“Allah göklerin ve yerin nurudur”
(Nur/35)
Allah, yaradılışı açıklarken çeşitli terimler kullanmaktadır. “Halakes semavatı vel ardı” (Enam/1) (Allah göklerin ve yerin halkedicisidir), ayrıca “Beius semavatı vel ardı” (Bakara/117) (Gökleri ve yeri benzeri olmaksızın icad eden) ve “Fatırıssemavati vel ardı” (Fatır/1) (Gökleri ve yeri fıtratı üzerine yaratan) buyurulmaktadır. “”Allahunurus semavatı vel ardı” (Nur/35) (Allah göklerin ve yerin nurudur) buyurarak fıtrat olarak yaradılışı, benzersiz halk edilişi “NUR” a bağlamıştır.
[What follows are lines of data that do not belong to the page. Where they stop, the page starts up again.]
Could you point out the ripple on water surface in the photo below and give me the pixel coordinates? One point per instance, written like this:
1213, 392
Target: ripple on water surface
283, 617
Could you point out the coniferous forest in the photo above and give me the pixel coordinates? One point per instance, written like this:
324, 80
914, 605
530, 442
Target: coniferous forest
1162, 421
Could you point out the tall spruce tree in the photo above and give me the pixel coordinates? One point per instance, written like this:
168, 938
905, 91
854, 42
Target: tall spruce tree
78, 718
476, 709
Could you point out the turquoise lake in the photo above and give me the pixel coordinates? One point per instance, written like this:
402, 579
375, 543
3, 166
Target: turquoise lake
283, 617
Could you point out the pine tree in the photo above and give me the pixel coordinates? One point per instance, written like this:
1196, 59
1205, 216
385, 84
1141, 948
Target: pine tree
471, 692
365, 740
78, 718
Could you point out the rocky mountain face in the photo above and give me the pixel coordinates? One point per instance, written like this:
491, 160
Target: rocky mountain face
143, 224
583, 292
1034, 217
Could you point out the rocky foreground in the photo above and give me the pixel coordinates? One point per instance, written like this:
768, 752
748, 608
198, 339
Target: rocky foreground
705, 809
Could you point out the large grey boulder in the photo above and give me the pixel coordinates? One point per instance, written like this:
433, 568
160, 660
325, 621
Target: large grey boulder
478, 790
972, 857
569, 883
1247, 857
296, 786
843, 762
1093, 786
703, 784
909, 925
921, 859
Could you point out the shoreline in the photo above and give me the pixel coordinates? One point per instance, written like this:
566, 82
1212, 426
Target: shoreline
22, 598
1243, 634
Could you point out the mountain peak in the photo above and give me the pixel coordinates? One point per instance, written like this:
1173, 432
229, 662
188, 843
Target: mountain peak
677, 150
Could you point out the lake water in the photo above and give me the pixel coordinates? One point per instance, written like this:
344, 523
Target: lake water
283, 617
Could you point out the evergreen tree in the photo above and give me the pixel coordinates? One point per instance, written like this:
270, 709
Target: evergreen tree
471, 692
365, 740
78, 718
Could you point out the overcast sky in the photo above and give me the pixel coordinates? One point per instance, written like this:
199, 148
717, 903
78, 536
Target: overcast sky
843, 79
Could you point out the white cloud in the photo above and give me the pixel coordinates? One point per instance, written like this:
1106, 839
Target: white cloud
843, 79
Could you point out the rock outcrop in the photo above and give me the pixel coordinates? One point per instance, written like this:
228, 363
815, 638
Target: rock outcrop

NUR TECELLİSİ “nefesi rahman” olup, mevcudların üzerlerine fıtratlarına göre “genel vücud nuru tecellisi” sunmasıdır. Her insanda bu nuru taşıyan nefsi natıkası ile nurdur. Fıtratı ve halkedilişi nur üzerinedir. Bu nedenle “Her doğan çocuk İslam fıtratında doğar” buyurularak bu “nur”a işaret edilir. Nefsi natıka nuru devam ettirildiği üzere İslam fıtratı üzerine yaşanır, bu nur örtüldüğü oranda da İslam fıtratından ve yaradılış hikmetinden uzaklaşılır. “Göklerin, yerin ve arasındakilerin Rabbi” (Nebe/37) buyurarak nefsi natıkanın nurunun ve alemlerin nuruna Rab ismi ile tasarrufta bulunduğunu ilan eden Allah alemlerdeki fıtratında din adı altında İslam olduğunu açıklamaktadır. Alemlerdeki maddi ve manevi her ilahi kanunları ihlal demektir. İlahi düzenin bozulmasıdır. Nurdan zulmete gidiştir. Hem bireysel hem toplumsal açıdan bu gerçek değişmez. Zira “Allah indinde (katında) din İslam’dır” (Ali-İmran/19) buyurularak, Allah’ın Zatını Kur’an üzerine açtığı ifade edilmektedir. Kur’anda sırf nur olduğundan alemler sırf nurdur. Nurdan zulmete dönüş yolu ise Kur’an’la açıklanan ilahi kanunların ihlal edilişidir. Kısaca fıtratı nur olanı, zulmete (karanlığa-cehalete) sürüklemektir. Nur Allah’ın ilmini taşıdığından, nur ile olan ilim iledir. Zulmete doğru giden, fıtratının ve ilmin aksi yönde giderki bu da “nefse zulüm”dür. Allah ne nefse zulmu yasaklar. Zira fıtrata aykırıdır. Fıtrat nur ve Kur’andır ve O’na uymak gerekir. İnsanın fıtratı olan nur ve marifeti bir arada bulunduran şu zikir ve dua ile makaleyi bitirelim: “Ya Hayyu Ya Kayyumu Ya Bediissemavati vel ardı Ya Zül Celali vel ikram. Allahümme inni eselüke en tuhhiye binuru marifetike ebeden Ya Hannan Ya Mennan Ya Deyyan Ya Subhan Ya Allah Ya Allah Ya Allah (cc).